Almost because I changed the words. Only slightly. I kept the heart of it but when I sat down with my worship planning group a few months ago, it became clear that we needed more than one light each week. As this small group of people talked about the challenges we are facing as a community and as individuals especially at this time of year, it was clear that it was dark enough. My sermon today gives a hint to one of the concerns weighing upon my congregation, but there are others. Many, it feels. We needed a bit more of the Light of World to enter into our midst than we needed to experience another dark Advent.
So, the usual drill with a family coming forward to light one candle each week wouldn’t work this year. In fact, in this congregation, I didn’t really think that it worked last year. There needed to be another way to claim this tradition of lighting one candle and then another until the Light of the World comes. Martha published these beautiful words just in time. I had figured out that what we would need this year was a liturgy that allowed us to recognize the hope, peace, joy and love in the lighting of one candle while still making room for more light.

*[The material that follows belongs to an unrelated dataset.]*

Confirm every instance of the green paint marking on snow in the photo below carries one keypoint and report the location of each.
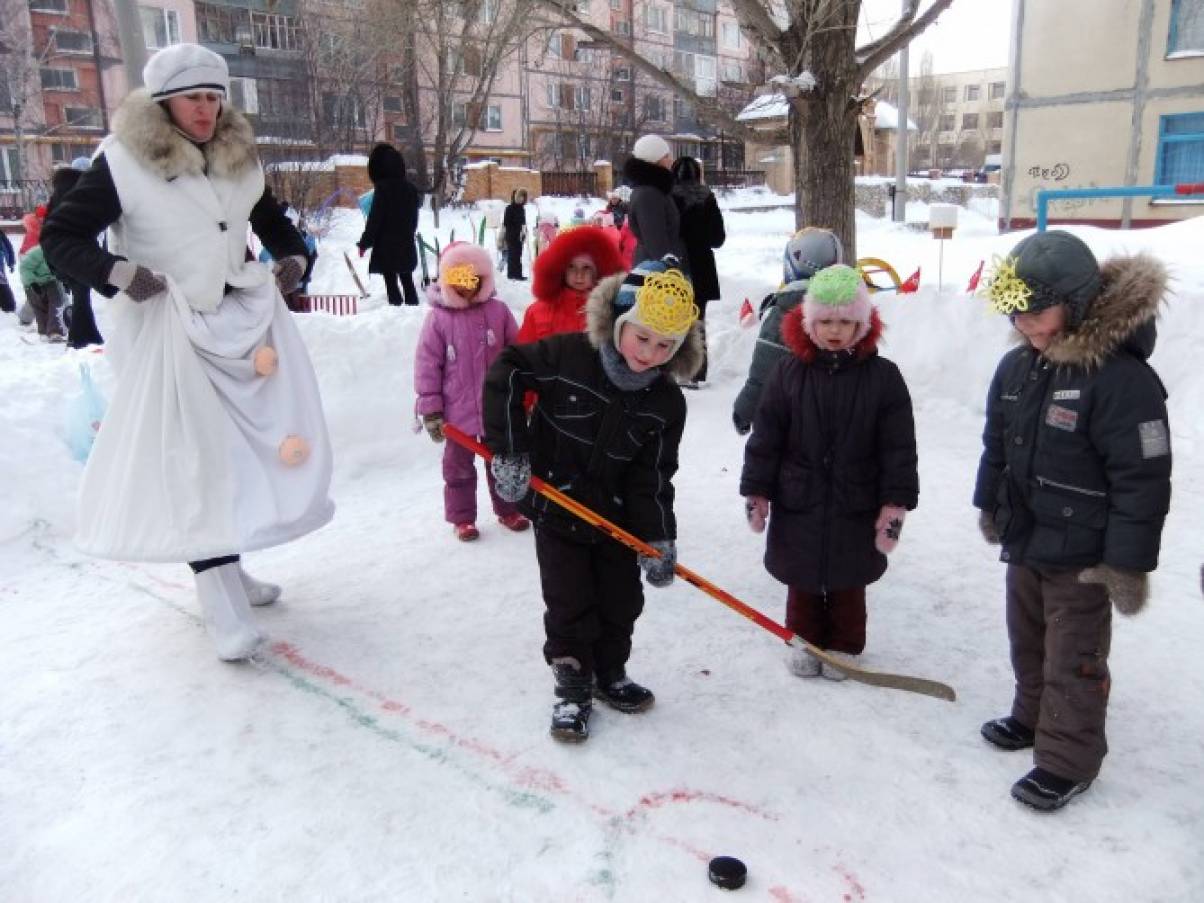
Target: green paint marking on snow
(520, 798)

I knew that the wreath wouldn’t be a wreath. It would need to have space for us to add candles. It would need some room for the whole table to become ablaze in light as we get closer and closer to Christmas. I called upon my friend Ashley Goff to help me figure this out so that when Martha’s words appeared, I knew that they were the exact words. They just needed to be tweaked. It needed a different ending so that this week I spoke these words before members of our church family came forward to offer their lights of hope:
We light one candle in this Hope. In one shining light, we embrace God’s presence among us, yesterday and today and always.
We want to believe that light shines in the darkness, but one candle is not enough to sustain our hope. We need more light to remember that hope yesterday, today and always. So, you are invited to come forward and light another candle as you speak of the hope you see in the world.